Vive in Algeria, nella sua Algeria, l'Algeria che è dei francesi che si sentono diversi dai francesi che abitano l'altra sponda del Mediterraneo. E su un giornale di Algeri, modesto nei mezzi più che nelle ambizioni, firma un reportage in undici puntate: una sua inchiesta sulla schiavitù e la miseria della Cabilia, terra tra mare e monti baciata dalla bellezza della natura e dannata dagli orrori dell'uomo.
E' un piccolo grande libro da leggere, Miseria della Cabilia, questo il titolo scelto da Aragno per l'edizione italiana (e meno male che possiamo ancora contare su piccoli e medi editori capaci di proposte del genere).
Da leggere perché ci racconta molto sull'Algeria, anche alla luce di tutto ciò che è successo dopo, dalla guerra di liberazione fino alla terribile guerra civile di non troppi anni fa.
Da leggere anche per Albert Camus. Non per lo scrittore che sarà, ma per il giornalista che è: capace di far buon giornalismo, giornalismo allo stesso tempo militante e di verità. Senza nascondere niente, a costo di incorrere nelle reazioni della censura. Senza nascondersi, a dispetto anche delle proprie convinzioni.

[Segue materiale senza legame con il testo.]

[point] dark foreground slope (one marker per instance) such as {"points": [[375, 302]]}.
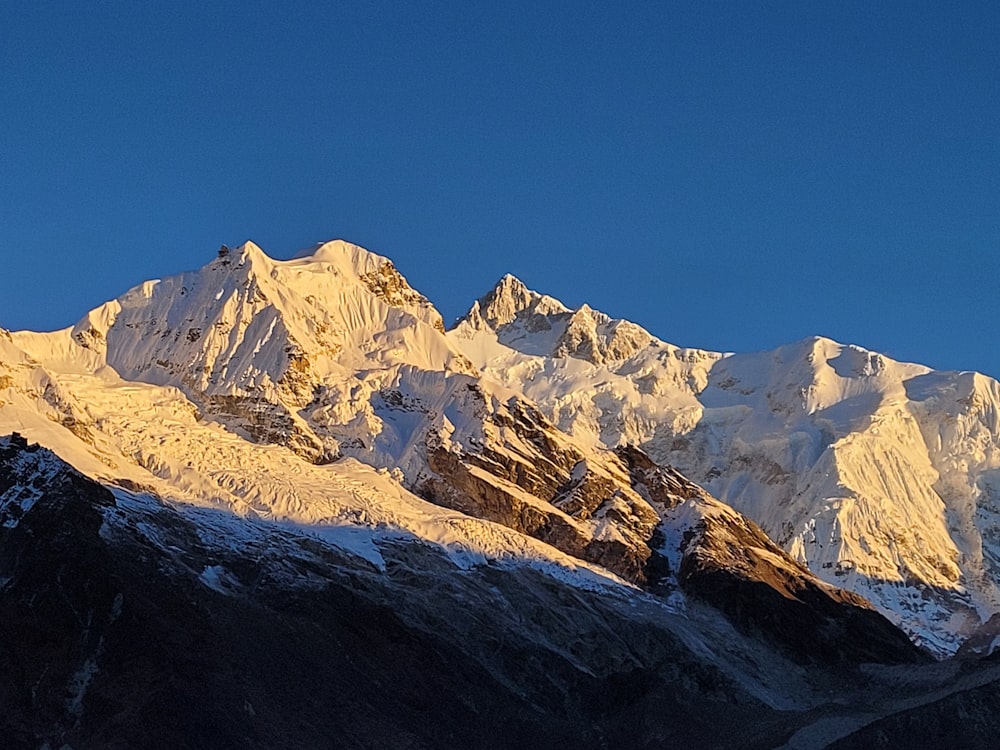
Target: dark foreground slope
{"points": [[126, 623], [113, 635]]}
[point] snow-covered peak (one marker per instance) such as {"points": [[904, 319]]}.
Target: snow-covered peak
{"points": [[510, 302]]}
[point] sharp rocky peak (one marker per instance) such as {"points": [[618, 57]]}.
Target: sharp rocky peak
{"points": [[511, 301]]}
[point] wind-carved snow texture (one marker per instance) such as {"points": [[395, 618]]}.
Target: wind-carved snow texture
{"points": [[322, 392], [883, 477]]}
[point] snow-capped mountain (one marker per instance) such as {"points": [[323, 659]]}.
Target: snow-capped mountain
{"points": [[271, 446], [880, 476]]}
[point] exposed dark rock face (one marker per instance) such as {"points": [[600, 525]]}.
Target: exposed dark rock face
{"points": [[111, 637], [538, 483], [730, 563]]}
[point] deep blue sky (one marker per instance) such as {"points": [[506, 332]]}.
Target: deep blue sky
{"points": [[732, 176]]}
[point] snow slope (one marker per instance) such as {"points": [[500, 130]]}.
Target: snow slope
{"points": [[881, 476], [322, 392]]}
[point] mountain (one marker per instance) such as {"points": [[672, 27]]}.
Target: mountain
{"points": [[880, 476], [270, 470]]}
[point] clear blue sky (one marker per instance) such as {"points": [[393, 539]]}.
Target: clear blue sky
{"points": [[730, 175]]}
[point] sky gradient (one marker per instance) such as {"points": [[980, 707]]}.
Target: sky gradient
{"points": [[731, 176]]}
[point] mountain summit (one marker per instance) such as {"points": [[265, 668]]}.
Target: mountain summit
{"points": [[586, 521]]}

Nella bella prefazione che precede il reportage Laura Barile afferma che senza questo rapporto con la verità non si riuscirebbe nemmeno a capire il personaggio più grande e inquietante uscito dalla penna di Camus, il Meursault de Lo Straniero.
Perché, infatti, Mersault non sta al gioco? Cosa rifiuta? Lo stesso Camus risponde nella prefazione all'edizione universitaria americana dell'opera del 1955: "La risposta è semplice. Rifiuta di mentire... Lo anima la passione dell'assoluto e della verità".
Sulla passione per l'assoluto ci sarebbe di che dire. Ma sulla passione per la verità basta aprire queste pagine. E sentirne il richiamo.